Previously, healthcare in the United States was based on a volume model – the more patients you see the more money you make. However, there is a clear shift in the medical landscape that is urging providers to develop care plans for patients (start to finish) that are reasonable and responsible financially for the entire patient population. Merging private practices into hospitals helps providers have better access to patient files, and therefore gives them a better picture of their treatment history. This can prevent costly and unnecessary procedures and diagnostics from being performed. Again, the types of mergers and acquisitions you end up seeing in healthcare are fueled by the end goal.
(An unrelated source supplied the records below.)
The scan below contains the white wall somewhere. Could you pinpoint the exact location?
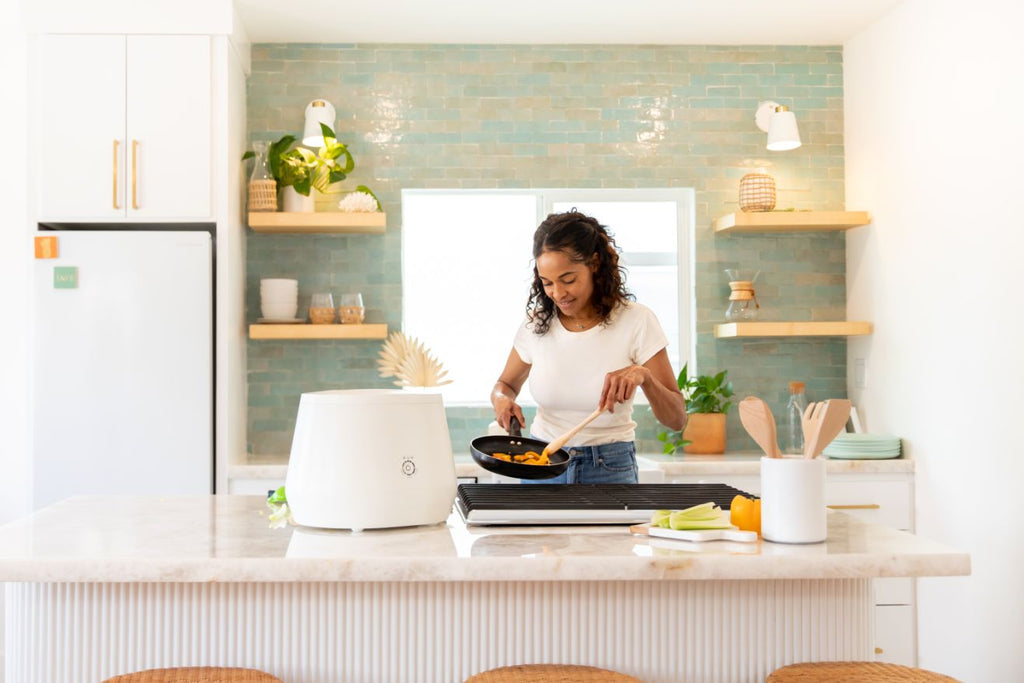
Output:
[0,0,32,523]
[844,0,1024,682]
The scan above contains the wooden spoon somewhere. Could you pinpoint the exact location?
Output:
[541,408,604,458]
[739,396,782,458]
[800,401,824,458]
[804,398,851,458]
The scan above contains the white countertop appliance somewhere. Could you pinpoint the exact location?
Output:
[285,389,456,530]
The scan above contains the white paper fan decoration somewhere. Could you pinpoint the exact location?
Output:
[377,332,452,387]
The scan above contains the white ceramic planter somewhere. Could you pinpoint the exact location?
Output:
[761,458,828,543]
[281,185,316,213]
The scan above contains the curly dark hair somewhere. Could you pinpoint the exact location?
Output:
[526,209,635,335]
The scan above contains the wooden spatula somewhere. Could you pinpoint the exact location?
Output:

Above all, the goal is to improve patient care, and the ways to achieve that are by making it more affordable, reducing unnecessary (or duplicated) care, and ensuring patient care plans are seen through. Achieving all of these goals can be done through mergers and acquisitions, by making a more universal and accessible patient medical database that providers under the same healthcare entity can access.
Reducing operating costs is also significant. The less it costs to run facilities and programs, the easier it is to reduce costs on the patients’ side of the equation. The Federal Trade Commission
There is some concern, because healthcare organizations can be so large, that mergers can produce major monopolies. Needless to say, the Federal Trade Commission is very aware of this and blocks the deals that threaten to create monopolies.